First: make your goal nebulous.

Not "build five HTML pages in three hours before my boss puts his shoe in my rectum." Just "build a website." Vague? Yes. Intentionally. A nebulous goal is flexible. It opens multiple valid paths to the same destination, which means you can wander, adapt, and still arrive. Ambiguity isn't a weakness in a goal, believe it or not, because it allows freedom of movement. You can wander off the path, poke things with a stick, fall in a hole, scrabble to climb out of the hole, learn to use your shoelaces to tie a rope to climb out of the hole, then see an apple tree and realize you can use your sweet shoelace rope skills to lasso an apple down. Then meander back on track with an apple in one hand and a shoelace lasso in the other.

Second: break it into micro-steps. Genuinely micro.

As small as you need. Want to build that site?

  • Step 1: Create an HTML document.
  • Step 2: Add a header.
  • Step 3: Put the header in a container.
  • Step 4: Style the container with CSS.

That's it. You're moving. You're building. Doesn't matter if it's shitty, it's there and it's yours. It'll get less shitty as you learn and work on it. You're allowed to be a walking disaster. And here's what happens naturally: those micro-steps consolidate over time. "Add a header" eventually becomes "build the full page banner" ie text, images, links, CSS, all bundled together, because you've learned enough that it flows as a single gesture. Your project starts to reveal its own needs. Building a static site that's getting unwieldy? Look into a static site generator. CSS becoming a mess? Time to try Sass.

You're still heading toward the goal. You're just letting the path be organic, letting things be messy, and actually learning something.

I know. Amazing right? Here you are, making a mess of an HTML document and it's shaping up into something glorious, even if it's just a site to showcase your collection of bird photos.
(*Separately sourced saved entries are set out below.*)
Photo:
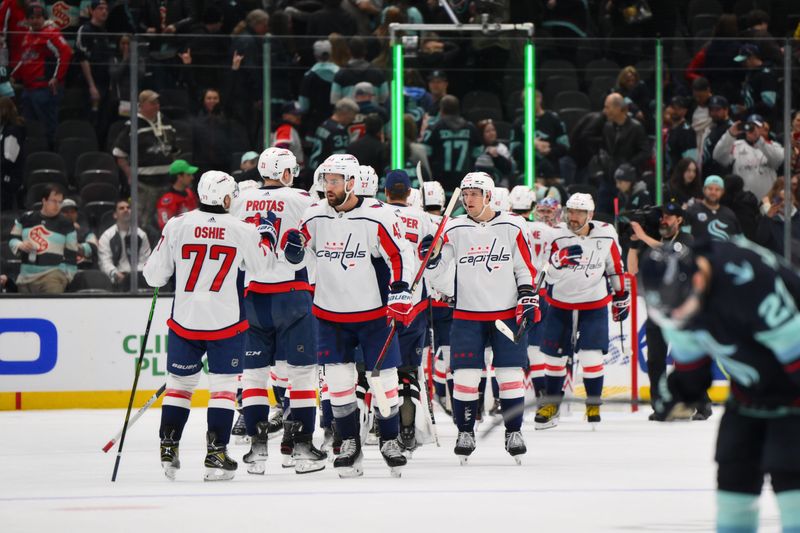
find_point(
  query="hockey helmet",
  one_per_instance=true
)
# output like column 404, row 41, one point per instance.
column 214, row 186
column 522, row 198
column 433, row 194
column 367, row 181
column 274, row 161
column 666, row 274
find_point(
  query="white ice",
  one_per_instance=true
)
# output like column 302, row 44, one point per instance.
column 629, row 475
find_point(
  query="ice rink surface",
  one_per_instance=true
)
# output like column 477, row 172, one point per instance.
column 628, row 475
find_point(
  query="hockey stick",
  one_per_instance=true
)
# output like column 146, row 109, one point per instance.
column 135, row 417
column 377, row 386
column 135, row 383
column 505, row 330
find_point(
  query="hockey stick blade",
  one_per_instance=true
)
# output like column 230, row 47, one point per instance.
column 134, row 418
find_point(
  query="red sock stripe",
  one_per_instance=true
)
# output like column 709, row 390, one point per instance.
column 223, row 395
column 249, row 393
column 177, row 393
column 512, row 385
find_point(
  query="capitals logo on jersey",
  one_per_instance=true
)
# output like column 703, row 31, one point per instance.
column 342, row 252
column 489, row 257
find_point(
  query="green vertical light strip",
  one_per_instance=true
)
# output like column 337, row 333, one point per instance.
column 659, row 117
column 398, row 158
column 530, row 115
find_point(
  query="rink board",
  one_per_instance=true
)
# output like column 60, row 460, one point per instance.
column 63, row 353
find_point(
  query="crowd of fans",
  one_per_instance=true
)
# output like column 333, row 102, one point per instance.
column 200, row 105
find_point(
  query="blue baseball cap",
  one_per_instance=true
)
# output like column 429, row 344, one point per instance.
column 714, row 180
column 395, row 178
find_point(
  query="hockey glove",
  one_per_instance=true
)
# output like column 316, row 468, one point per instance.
column 294, row 246
column 620, row 305
column 528, row 307
column 399, row 303
column 266, row 227
column 424, row 246
column 569, row 256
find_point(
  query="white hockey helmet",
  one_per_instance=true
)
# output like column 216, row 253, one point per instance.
column 581, row 201
column 214, row 186
column 478, row 180
column 367, row 182
column 500, row 199
column 274, row 161
column 522, row 198
column 414, row 198
column 433, row 194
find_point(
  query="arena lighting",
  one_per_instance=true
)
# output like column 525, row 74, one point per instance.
column 398, row 158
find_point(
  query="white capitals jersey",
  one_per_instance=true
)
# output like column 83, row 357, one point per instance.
column 358, row 254
column 584, row 286
column 415, row 224
column 288, row 205
column 492, row 259
column 205, row 252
But What About My JOB? I Have Bills to Pay!

Worry not. If you've got a case of the procrastination bug and the Motivation Fairy is out of her coffee break while your neurotic manage or client is threatening to sack you to second deadline hits if you don't do the thing, here's a trick: micro steps become nano steps. Break it down as tiny as you need.
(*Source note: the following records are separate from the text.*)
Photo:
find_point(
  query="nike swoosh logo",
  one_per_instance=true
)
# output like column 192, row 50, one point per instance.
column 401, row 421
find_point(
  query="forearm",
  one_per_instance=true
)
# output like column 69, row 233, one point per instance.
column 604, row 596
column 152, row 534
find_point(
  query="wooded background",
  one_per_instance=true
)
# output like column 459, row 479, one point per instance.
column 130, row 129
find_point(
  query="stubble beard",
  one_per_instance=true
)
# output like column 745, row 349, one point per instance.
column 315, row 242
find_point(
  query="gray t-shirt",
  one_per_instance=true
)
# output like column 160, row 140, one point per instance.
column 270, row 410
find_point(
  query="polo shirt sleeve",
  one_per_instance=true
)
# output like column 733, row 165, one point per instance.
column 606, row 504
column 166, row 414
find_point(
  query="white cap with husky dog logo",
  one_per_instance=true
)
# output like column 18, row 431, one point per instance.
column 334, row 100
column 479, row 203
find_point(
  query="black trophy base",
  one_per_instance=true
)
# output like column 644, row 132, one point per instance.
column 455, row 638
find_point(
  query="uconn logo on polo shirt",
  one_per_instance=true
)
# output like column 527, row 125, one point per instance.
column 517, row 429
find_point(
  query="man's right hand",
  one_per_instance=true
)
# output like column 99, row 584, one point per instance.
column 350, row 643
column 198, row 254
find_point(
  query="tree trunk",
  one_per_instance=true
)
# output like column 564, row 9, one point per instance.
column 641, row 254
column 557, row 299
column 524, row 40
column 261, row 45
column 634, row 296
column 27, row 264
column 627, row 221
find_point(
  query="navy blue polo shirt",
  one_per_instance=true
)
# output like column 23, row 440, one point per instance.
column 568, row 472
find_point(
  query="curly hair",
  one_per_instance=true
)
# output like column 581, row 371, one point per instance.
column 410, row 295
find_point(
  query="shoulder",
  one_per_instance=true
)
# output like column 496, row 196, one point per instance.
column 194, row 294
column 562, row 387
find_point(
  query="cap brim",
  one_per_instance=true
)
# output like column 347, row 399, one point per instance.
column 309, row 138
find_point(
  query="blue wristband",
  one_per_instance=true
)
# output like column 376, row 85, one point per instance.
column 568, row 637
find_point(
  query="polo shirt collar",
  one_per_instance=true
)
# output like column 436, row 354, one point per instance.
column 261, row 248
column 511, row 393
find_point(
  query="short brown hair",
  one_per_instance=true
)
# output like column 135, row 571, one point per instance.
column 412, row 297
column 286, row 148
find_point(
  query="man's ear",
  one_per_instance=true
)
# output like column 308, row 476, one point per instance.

  • Step 1: Put hand on mouse.
  • Step 2: Move cursor to icon.
  • Step 3: Click icon.
  • Step 4: Add one html element, even if it's just the word 'boobs' in < p > tags.
  • Step 5: create empty css element for boobs html
  • Step 6: add font type, color, border, whatever.
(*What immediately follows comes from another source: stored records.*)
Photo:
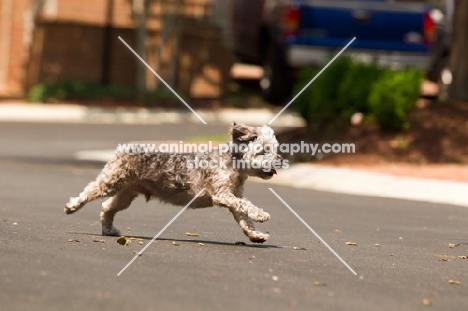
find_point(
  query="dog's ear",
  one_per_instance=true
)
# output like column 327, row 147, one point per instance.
column 242, row 132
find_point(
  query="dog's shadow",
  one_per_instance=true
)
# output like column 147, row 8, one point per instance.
column 207, row 242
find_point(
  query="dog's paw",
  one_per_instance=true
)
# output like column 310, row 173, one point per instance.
column 69, row 209
column 110, row 231
column 258, row 237
column 73, row 206
column 259, row 215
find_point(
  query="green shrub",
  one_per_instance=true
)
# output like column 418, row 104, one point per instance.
column 393, row 96
column 319, row 104
column 349, row 86
column 341, row 90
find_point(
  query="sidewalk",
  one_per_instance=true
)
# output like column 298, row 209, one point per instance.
column 444, row 184
column 61, row 113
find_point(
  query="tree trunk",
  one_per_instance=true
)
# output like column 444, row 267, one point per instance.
column 459, row 57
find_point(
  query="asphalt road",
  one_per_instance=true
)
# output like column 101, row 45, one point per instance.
column 41, row 270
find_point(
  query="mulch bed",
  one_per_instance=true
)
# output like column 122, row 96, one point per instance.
column 438, row 134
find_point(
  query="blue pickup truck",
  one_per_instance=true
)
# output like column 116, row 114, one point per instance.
column 282, row 35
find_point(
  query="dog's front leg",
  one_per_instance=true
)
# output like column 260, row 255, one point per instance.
column 241, row 205
column 249, row 229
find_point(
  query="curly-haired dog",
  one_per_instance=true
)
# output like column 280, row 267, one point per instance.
column 176, row 178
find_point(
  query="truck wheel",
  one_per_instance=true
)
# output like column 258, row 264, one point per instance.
column 276, row 82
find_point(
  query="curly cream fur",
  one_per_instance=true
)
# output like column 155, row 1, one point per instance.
column 168, row 178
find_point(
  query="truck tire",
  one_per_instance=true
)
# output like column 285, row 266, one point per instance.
column 276, row 82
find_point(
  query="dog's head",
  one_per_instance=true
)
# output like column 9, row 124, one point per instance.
column 254, row 150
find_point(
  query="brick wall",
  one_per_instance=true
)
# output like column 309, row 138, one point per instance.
column 68, row 46
column 13, row 51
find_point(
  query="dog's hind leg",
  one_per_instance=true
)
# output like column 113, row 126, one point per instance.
column 110, row 207
column 249, row 229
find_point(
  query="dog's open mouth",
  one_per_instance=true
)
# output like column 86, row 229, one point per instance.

See what's happening? Tiny movements are adding up. Work is happening. Even if the to-do list is full of insultingly simple tasks. With any luck, you'll just keep the momentum going and before you know it, you're Employee of the Month again. If you get a few steps in and it's still not clicking... well, trying to force it will only do more harm than good. Take a break, breathe some air, take a nap, come back fresher and try again. But do NOT, DO NOT beat yourself up. Letting projects and unfinished work turn into dumping grounds for guilt and self loathing will do nothing for you but wear you down, and ain't nobody got time for that.

If anything, that's just further proves the need for the microsteps. If your nervous system is at the point of hitting the breaks when you so much as think about doing work, it's because it's been trained to see work as a threat. To undo that, you need to start accumulating small victories, successfully completed steps, to prove to it and yourself that you are capable and doing things if you just get out of your own way. The more victories you rack up, the easier it will get to start and keep going. But that's a whole other can of worms that we don't have time to pen now.

The point here isn't to abandon structure entirely. It's to stop outsourcing the natural flow of productivity to beancounters and online goofballs and reclaim agency over it. Set a direction, make the steps small enough to be workable, and let curiosity do the heavy lifting. Just remember: when you're at the edge of your capabilities and in that struggle zone, it's frustrating and uncomfortable, but that's the zone where growth happens.